Published February 2026
Soluble fibre is a type of dietary fibre that dissolves in water. When it comes into contact with water in the digestive tract, it forms a gel-like substance. This physical property distinguishes it from insoluble fibre and influences how it behaves in the body.
Soluble fibre includes various types of plant compounds such as pectins, gums, and certain hemicelluloses. These substances have molecular structures that allow them to interact with water molecules, creating viscous solutions. Different types of soluble fibre have varying degrees of viscosity and fermentability.
Many common foods contain soluble fibre. Understanding where it is found can help you recognise these foods in everyday contexts.
Oats and barley are particularly rich in soluble fibre, specifically a type called beta-glucan. Oatmeal, oat bran, and barley-based products contain significant amounts of this fibre type.
Apples, citrus fruits such as oranges and grapefruits, pears, and berries contain soluble fibre. The pectin in these fruits is a well-known form of soluble fibre.
Beans, lentils, and peas are excellent sources of soluble fibre. These foods contain both soluble and insoluble fibre in varying proportions.
Carrots, Brussels sprouts, and sweet potatoes contain soluble fibre alongside other nutritional components.

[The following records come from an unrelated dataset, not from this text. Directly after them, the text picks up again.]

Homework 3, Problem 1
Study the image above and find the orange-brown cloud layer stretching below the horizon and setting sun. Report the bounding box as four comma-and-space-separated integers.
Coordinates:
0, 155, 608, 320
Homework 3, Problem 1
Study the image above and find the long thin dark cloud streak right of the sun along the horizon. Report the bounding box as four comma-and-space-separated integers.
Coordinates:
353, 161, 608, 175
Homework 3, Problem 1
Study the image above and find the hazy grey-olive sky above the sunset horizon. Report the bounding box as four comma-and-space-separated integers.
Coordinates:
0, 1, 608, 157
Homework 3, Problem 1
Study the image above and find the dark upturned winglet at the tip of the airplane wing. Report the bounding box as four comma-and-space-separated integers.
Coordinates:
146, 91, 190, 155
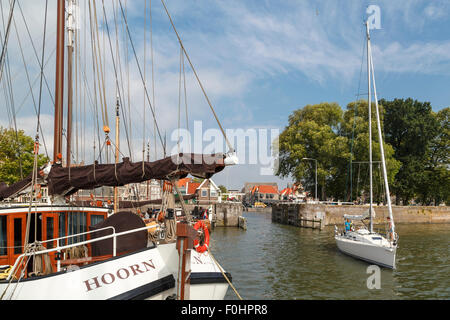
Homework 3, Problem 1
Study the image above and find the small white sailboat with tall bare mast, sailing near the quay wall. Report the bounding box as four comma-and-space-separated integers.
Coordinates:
335, 22, 398, 269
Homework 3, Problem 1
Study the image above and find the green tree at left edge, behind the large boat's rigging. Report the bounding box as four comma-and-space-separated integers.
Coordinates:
0, 127, 48, 184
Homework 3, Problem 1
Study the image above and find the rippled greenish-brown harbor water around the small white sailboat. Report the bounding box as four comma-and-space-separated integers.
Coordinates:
211, 212, 450, 300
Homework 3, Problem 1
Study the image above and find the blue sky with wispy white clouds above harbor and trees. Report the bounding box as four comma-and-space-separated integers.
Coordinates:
0, 0, 450, 189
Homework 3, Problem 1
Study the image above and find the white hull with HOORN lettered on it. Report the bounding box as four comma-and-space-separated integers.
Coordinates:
0, 243, 228, 300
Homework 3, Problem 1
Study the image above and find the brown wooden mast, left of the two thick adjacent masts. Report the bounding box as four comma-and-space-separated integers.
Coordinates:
53, 0, 66, 163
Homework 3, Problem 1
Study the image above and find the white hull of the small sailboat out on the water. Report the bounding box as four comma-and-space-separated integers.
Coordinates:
335, 235, 396, 269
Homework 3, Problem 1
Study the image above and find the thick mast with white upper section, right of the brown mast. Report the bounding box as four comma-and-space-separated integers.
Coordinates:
66, 0, 75, 167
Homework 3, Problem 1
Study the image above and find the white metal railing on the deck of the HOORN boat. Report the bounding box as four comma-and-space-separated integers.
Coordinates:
6, 225, 158, 281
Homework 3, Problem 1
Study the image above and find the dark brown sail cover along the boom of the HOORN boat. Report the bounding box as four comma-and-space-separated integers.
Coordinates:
47, 153, 225, 196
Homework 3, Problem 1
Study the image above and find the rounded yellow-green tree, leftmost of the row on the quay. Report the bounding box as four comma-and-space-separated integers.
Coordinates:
277, 103, 350, 199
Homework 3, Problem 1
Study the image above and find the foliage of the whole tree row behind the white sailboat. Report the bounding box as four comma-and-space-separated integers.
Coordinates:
277, 99, 450, 205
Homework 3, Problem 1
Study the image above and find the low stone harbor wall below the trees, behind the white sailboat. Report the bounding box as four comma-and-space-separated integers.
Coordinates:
272, 204, 450, 226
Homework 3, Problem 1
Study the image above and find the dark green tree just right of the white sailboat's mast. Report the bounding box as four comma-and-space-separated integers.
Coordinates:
380, 98, 439, 204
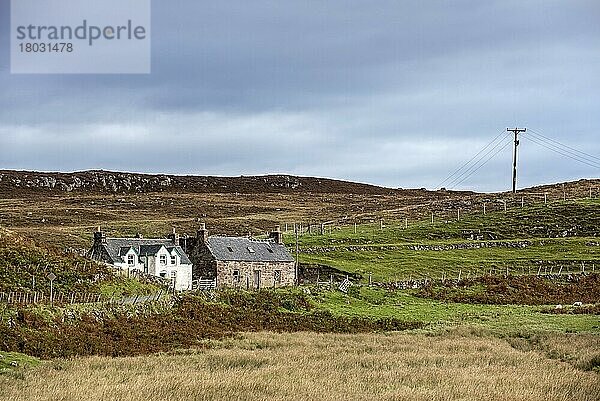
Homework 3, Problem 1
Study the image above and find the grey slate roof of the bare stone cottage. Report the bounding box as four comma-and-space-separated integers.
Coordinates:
207, 235, 294, 262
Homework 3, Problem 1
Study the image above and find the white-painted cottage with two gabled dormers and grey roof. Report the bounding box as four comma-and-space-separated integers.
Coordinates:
88, 229, 192, 291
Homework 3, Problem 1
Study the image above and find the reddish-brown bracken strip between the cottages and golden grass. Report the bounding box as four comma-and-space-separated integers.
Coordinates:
0, 291, 423, 358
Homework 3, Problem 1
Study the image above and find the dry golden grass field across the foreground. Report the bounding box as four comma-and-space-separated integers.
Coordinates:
0, 333, 600, 401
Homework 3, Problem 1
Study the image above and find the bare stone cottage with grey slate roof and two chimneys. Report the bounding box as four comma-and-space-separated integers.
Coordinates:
179, 224, 296, 289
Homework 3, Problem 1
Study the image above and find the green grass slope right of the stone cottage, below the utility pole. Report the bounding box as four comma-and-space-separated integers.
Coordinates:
286, 200, 600, 281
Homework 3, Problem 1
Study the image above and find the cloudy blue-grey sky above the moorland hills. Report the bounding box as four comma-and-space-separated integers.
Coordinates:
0, 0, 600, 191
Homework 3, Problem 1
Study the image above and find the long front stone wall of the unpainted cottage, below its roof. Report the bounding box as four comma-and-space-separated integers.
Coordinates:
216, 261, 296, 288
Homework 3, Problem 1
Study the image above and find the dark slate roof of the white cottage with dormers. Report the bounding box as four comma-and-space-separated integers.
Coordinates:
102, 238, 192, 265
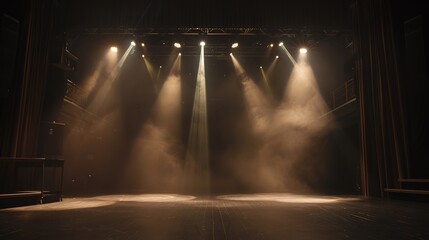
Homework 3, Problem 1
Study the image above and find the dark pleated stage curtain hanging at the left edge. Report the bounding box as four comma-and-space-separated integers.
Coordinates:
2, 0, 53, 157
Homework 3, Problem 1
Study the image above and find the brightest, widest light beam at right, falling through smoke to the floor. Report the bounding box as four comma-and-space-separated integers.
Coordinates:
261, 49, 335, 192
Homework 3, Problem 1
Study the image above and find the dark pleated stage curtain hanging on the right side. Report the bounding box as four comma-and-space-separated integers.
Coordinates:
354, 0, 408, 197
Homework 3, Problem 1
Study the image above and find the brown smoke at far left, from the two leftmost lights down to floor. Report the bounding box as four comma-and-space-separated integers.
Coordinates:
62, 47, 135, 195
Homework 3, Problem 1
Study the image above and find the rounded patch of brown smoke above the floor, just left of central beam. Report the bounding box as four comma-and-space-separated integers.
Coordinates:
124, 121, 183, 192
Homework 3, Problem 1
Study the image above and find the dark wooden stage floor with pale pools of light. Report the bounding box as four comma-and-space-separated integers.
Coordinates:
0, 194, 429, 240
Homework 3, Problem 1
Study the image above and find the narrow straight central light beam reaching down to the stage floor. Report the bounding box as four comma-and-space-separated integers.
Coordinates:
185, 44, 210, 194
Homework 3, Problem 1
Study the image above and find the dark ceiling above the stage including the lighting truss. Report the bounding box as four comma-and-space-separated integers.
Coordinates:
58, 0, 352, 58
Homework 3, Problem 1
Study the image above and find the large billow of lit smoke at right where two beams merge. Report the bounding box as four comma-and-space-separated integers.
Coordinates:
234, 56, 334, 193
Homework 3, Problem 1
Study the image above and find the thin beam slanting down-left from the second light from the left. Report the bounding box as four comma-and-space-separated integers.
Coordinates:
87, 45, 134, 114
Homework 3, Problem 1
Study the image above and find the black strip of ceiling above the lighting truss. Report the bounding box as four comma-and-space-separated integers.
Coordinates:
61, 0, 351, 35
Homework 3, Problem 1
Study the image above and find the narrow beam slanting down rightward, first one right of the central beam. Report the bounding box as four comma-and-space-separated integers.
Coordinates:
231, 55, 271, 135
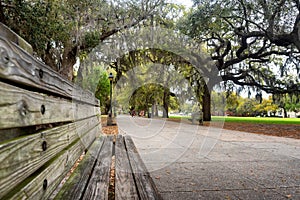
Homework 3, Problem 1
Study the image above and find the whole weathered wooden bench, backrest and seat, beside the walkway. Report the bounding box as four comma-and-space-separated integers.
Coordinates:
0, 24, 160, 200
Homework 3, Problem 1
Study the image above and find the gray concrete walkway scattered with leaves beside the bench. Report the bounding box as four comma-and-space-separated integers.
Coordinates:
117, 115, 300, 200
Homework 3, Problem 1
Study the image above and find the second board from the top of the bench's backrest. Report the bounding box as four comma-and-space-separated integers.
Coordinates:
0, 82, 100, 130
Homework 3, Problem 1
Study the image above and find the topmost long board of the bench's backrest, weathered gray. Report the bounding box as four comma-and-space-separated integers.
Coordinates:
0, 36, 99, 106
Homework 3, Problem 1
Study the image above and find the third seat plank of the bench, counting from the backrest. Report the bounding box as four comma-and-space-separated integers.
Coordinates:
115, 135, 139, 200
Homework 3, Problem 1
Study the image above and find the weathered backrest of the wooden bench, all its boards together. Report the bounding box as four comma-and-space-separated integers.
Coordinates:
0, 23, 106, 199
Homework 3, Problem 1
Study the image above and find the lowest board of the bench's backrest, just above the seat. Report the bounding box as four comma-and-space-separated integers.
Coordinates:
10, 140, 85, 199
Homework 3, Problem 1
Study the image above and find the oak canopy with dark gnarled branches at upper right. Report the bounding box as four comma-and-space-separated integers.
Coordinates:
178, 0, 300, 93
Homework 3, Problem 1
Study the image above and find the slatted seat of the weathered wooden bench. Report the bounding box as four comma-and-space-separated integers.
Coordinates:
55, 135, 161, 200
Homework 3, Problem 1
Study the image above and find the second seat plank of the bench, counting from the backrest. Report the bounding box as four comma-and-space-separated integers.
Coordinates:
83, 136, 113, 200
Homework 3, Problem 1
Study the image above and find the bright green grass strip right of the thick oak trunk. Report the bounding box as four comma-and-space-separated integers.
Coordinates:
212, 116, 300, 125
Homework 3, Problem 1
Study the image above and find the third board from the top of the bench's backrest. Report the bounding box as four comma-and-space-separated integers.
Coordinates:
0, 117, 99, 198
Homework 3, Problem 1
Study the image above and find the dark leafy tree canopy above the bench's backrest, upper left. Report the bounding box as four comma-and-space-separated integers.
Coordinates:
0, 0, 163, 79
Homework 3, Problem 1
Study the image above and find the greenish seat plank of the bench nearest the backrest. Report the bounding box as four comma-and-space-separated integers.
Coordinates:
55, 136, 106, 200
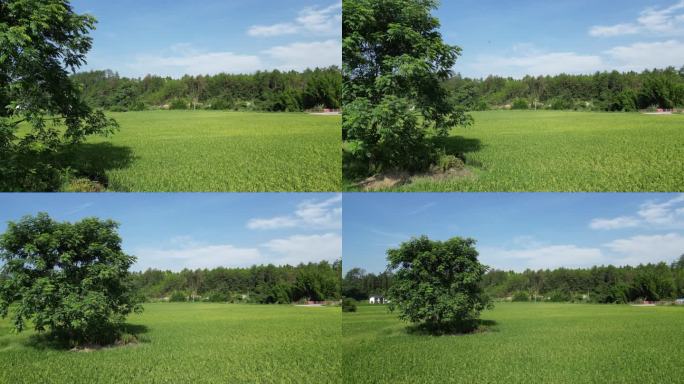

When soluble fibre enters the digestive system, it absorbs water and forms a gel. This gel moves through the stomach and small intestine at a slower pace compared to non-fibre components. In the large intestine, soluble fibre can be fermented by gut bacteria, producing various compounds as byproducts of this fermentation process.
The gel-forming property affects the rate at which the stomach empties its contents into the small intestine. This can influence how quickly nutrients are absorbed and how long one feels satiated after eating.
Soluble fibre serves as food for beneficial bacteria in the colon. During fermentation, these bacteria break down the fibre, producing short-chain fatty acids and gases. The fermentation process and its byproducts play various roles in gut physiology, though individual responses can vary.
Soluble fibre is one component of overall dietary patterns. Its presence in foods contributes to the texture, structure, and nutritional profile of meals. Foods rich in soluble fibre often contain other beneficial nutrients such as vitamins, minerals, and antioxidants.
It is important to understand that soluble fibre does not work in isolation. Its effects are part of a complex interaction of dietary components, lifestyle factors, and individual physiology. Responses to soluble fibre intake can differ based on the specific type of fibre, the amount consumed, and individual digestive characteristics.
This article provides educational information about soluble fibre and does not constitute nutrition or medical advice. Individual dietary needs vary significantly, and decisions about food choices should be made in consultation with qualified professionals. The information presented here explains concepts and does not recommend specific dietary changes or promise particular outcomes.